ArtsWatch: Old art, modern dilemma

Last week my wife and I spent a few days in Quebec City—one of Canada’s and North America’s oldest cities. We explored Old Quebecy, exploring the upper and lower city, as part of our 25th anniversary celebrations.
 
You can’t visit Quebec City without stepping inside at least one of the dozens of churches—mostly Roman Catholic—which have a history as old as the city. We visited four—including the magnificent basilica of Ste. Anne de Beaupre, a pilgrimage shrine located about a half hour east of the city itself.
 
Leaving aside theological differences, what struck me the most was the magnificent artwork filling each of the buildings: gold-gilt statues, intricate altar-pieces, magnificently carved pulpits and impressive oil paintings.

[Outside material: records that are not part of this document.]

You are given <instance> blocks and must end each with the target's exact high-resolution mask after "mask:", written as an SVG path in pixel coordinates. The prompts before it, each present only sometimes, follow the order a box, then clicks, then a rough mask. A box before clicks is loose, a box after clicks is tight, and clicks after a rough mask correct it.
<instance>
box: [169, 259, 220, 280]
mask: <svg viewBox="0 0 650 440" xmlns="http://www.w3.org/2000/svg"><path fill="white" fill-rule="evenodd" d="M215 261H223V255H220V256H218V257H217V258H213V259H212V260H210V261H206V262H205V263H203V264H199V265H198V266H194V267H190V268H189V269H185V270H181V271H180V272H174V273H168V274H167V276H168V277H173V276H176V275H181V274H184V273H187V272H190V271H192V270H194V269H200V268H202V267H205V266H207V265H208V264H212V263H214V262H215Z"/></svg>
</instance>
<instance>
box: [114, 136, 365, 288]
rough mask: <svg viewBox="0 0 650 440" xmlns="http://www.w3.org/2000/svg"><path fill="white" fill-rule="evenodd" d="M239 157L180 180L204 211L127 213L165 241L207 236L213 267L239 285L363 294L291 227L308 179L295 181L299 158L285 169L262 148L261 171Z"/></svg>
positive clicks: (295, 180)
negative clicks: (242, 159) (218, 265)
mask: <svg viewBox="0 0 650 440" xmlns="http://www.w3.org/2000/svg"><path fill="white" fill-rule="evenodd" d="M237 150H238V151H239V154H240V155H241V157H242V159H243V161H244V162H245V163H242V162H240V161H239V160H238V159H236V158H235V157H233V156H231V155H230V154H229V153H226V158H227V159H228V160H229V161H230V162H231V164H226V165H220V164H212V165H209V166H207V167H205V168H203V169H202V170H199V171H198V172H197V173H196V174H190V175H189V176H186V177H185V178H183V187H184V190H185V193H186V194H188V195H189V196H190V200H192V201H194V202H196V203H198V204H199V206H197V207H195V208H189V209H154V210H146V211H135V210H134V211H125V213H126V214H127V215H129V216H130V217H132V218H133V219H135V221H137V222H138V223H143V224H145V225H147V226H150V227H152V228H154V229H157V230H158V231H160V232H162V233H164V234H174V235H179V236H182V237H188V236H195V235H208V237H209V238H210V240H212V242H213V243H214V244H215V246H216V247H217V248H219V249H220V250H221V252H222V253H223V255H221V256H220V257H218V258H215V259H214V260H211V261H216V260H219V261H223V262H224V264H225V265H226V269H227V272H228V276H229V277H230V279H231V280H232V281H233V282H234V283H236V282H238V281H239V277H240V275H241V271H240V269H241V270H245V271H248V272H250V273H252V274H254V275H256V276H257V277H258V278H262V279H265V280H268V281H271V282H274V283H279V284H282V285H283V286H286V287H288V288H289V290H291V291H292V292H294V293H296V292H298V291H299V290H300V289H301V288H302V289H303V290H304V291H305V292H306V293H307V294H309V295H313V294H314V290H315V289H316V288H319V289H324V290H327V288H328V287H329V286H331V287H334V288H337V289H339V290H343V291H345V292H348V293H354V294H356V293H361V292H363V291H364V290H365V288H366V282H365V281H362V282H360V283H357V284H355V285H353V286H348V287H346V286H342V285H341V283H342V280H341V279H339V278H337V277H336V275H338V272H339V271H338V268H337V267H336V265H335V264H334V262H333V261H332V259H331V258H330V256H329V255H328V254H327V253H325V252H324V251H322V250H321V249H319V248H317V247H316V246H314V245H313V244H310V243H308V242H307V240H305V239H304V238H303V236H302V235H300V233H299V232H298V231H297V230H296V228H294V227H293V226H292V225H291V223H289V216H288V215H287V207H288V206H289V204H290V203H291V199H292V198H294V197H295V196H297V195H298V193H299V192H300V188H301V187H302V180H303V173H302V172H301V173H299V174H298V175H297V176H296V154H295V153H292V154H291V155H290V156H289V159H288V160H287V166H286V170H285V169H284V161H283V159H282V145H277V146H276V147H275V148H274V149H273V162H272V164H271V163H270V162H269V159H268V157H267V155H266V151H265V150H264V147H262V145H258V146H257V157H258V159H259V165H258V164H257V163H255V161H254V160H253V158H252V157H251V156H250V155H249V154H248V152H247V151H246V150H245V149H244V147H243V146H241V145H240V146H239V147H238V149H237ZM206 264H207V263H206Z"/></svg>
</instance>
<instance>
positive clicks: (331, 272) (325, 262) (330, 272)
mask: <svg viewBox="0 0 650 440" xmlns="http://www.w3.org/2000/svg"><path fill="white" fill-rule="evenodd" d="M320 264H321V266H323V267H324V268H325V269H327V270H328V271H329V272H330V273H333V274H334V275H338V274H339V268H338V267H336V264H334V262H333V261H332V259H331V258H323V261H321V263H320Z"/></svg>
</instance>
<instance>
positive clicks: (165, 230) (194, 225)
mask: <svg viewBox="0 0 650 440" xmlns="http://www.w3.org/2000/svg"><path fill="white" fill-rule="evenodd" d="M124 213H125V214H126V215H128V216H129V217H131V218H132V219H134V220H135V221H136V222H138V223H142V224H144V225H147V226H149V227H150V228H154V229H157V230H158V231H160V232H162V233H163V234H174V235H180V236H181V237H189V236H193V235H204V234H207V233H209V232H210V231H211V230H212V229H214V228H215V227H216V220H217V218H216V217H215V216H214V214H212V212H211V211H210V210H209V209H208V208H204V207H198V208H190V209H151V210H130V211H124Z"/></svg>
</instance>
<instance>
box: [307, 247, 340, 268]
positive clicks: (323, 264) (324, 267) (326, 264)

Most of the 400 digital photos I took were of these vast pieces of artwork.
 
As I read the histories of these edifices, I discovered much of the artwork was created by humble artisans who frequently donated their time and talents. The statues, paintings, altar-pieces, etc. was their way of worshipping God and creating works that glorified Him.
 
And during an interview for an upcoming Arts Connection broadcast, I was reminded that many of the sculptures, paintings and icons were created to help an illiterate public learn about the Gospel. Stations of the Cross tell the Easter story and paintings of biblical stories tell the story of God's grace.
 
At one point I thought about my own church with its bare walls and empty foyer. While some of the furnishings in the Quebec City churches did border on the ostentatious, I wondered why we couldn’t display art that glorified God in our modern sanctuaries. Why do we assume, even in today's literate world, people learn by hearing or reading and not through images? Many churches have turned to PowerPoint and video presentations because we have discovered people learn visually as well as aurally and orally.
 
Why couldn’t we have paintings or photos expressing the grandeur of God dot the walls of our sanctuaries? Why can’t we set up a small area for meditation featuring statues or an electronic photo screen? There are artists who can—and have—created the art that could be used. The question is: are there churches or pastors willing to learn a lesson from the past and display art in their sterile surroundings?
 
My challenge is for churches to rediscover the wonder of art and how it can be used to tell God's story of redemption and grace, and to enhance spiritual growth.